There are a few actors out there who made their name on giving ‘on the edge’ performances and, for our money, James Woods is the king of dancing over the line between intense and batshit crazy. He’s the best thing in Cat’s Eye, the only reason to watch The Specialist and we reckon Cop is better than Dirty Harry. So, his portrayal of a vengeful, and quite psychotic, hitman in Best Seller was always going to be one of the film’s strongest attributes for us.
He plays Cleve who, after years serving as a very prolific assassin, has decided that his boss, David Madlock – a successful businessman/crime boss – isn’t living up to his side of their arrangement and decides that the best way to get even isn’t to kill him but rather to team up with Dennis Meechum (played by the ever-reliable Brian Dennehy), a cop who is also a fairly successful crime author to spill the beans on his entire operation. Meechum is a good, honest cop though and isn’t too thrilled with the idea of teaming up with a killer but as he investigates Cleve’s leads, he begins to realise the story needs to be told and reluctantly follows Cleve further and further into the shadowy world that he and Madlock operate in.
In some ways Best Seller plays out like a typical buddy cop movie. Meechum is the straight as an arrow cop while Cleve is often the comedy character, the Pep Streebeck to Meechum’s Joe Friday if you will. Except that, every once in a while, he’ll remind you that his emotions don’t extend as far as caring too much when he kills people. A task that he tends to carry out with ruthless efficiency.

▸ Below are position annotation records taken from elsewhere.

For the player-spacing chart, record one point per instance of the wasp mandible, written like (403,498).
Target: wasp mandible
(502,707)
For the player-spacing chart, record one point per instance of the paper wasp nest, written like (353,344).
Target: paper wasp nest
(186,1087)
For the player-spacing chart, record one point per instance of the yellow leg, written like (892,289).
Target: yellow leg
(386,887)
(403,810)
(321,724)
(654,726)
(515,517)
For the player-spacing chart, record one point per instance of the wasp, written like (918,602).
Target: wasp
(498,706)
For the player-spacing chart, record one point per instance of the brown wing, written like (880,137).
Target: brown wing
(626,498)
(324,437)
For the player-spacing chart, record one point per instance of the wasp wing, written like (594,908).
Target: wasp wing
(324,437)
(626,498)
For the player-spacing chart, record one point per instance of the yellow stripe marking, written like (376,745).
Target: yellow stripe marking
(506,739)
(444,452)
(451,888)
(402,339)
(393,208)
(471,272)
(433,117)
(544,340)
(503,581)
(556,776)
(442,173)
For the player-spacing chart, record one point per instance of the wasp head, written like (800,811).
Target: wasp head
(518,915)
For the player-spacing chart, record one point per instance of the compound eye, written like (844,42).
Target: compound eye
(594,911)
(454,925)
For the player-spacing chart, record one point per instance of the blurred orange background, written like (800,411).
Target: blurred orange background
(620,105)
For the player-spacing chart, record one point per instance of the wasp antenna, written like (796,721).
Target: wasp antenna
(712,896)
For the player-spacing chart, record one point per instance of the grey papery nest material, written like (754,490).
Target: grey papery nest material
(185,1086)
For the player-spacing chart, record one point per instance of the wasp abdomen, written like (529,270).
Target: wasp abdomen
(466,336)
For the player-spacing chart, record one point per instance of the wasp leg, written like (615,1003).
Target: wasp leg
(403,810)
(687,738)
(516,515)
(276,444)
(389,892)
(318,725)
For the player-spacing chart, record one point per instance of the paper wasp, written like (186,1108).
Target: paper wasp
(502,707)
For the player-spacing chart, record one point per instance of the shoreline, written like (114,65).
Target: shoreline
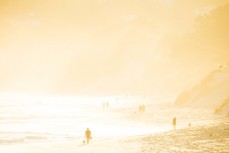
(213,137)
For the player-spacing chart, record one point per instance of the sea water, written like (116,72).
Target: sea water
(35,119)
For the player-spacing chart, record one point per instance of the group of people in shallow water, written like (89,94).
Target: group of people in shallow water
(105,105)
(141,108)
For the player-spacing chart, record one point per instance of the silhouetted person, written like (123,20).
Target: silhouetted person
(140,108)
(88,135)
(174,123)
(143,108)
(104,105)
(107,104)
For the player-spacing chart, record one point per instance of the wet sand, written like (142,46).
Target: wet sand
(212,138)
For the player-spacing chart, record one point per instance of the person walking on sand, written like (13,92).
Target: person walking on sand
(88,135)
(174,123)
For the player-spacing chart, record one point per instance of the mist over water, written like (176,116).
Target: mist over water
(64,119)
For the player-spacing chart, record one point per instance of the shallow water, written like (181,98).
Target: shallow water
(23,121)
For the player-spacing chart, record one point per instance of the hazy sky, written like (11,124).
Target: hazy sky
(94,46)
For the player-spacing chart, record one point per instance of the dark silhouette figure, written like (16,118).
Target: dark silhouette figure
(174,123)
(107,104)
(140,108)
(88,135)
(143,108)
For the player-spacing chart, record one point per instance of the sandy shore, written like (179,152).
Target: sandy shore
(212,138)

James Woods gives a great performance, veering from cold as ice when he dispatches his victims to an almost comedic vulnerability as he repeatedly attempts to win Meechum’s trust. Stealing every scene he’s in, Cleve is charming, plausible and for a while there you’ll even feel some sympathy for him. Right up until he once again reminds you that he’s a psychopathic killer.

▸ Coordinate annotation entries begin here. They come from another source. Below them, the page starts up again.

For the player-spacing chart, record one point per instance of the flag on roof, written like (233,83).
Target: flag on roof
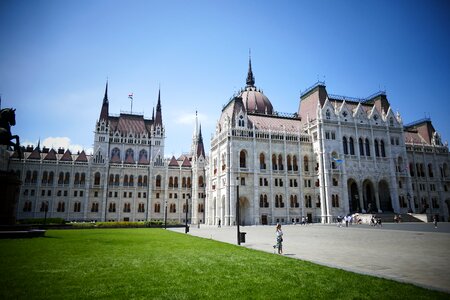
(339,161)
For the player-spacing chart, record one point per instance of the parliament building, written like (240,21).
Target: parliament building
(335,156)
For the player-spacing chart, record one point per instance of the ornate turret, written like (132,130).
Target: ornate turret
(200,147)
(158,118)
(105,105)
(250,77)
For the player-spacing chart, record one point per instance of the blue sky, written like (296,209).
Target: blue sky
(55,57)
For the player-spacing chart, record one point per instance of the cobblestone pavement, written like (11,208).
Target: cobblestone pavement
(416,253)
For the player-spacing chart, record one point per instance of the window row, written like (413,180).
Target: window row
(364,147)
(128,180)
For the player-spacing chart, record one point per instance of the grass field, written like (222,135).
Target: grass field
(160,264)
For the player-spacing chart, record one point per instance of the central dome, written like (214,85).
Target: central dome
(254,100)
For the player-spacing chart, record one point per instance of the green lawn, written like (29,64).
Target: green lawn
(159,264)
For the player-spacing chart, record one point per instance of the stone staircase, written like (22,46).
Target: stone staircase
(388,217)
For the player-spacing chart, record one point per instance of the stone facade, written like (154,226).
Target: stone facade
(125,179)
(335,156)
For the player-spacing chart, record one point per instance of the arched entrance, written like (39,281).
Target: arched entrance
(244,212)
(385,196)
(353,196)
(368,197)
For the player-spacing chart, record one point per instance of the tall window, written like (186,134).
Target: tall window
(97,178)
(262,161)
(352,146)
(377,151)
(361,147)
(367,147)
(242,159)
(344,144)
(383,151)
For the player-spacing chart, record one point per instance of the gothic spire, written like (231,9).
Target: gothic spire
(250,77)
(105,105)
(158,119)
(200,147)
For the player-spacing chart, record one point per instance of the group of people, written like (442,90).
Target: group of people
(374,221)
(347,219)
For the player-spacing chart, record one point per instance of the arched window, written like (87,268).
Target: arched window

Cleve’s not always the most believable of characters but Woods’ performances adds a flair that compliments Dennehy’s more traditional performance and their chemistry works.
The tension at the heart of the film between Meechum and Cleve, is the real story here and although the expected raid on Madlock’s mansion evokes memories of countless similar scenes (Beverley Hills Cop and Commando spring to mind), the take away from Best Seller is Cleve’s need for approval from Meechum who acts as a reluctant older brother to him. Their relationship makes them the ultimate Odd Couple but has a Hollywood classicism to it. It does also help that James Woods can act his arse off.
The only downside to an otherwise fantastic thriller is the stunningly dumb move Meechum’s daughter makes when she irrationally circles an entire room to run straight into her kidnapper. An action that sets up the film’s fairly predictable ending. But that cannot detract from the film’s appeal and any film that stars James Woods in the Eighties is always going to be a bit of a classic. Which means it’s probably time to get watching Videodrome for the first time in a long time.
Oh but you may want to switch off just as the end credits start. The final music (‘Perfect Ending’ by Ben E. King) makes the average Stan Bush track seem subtle.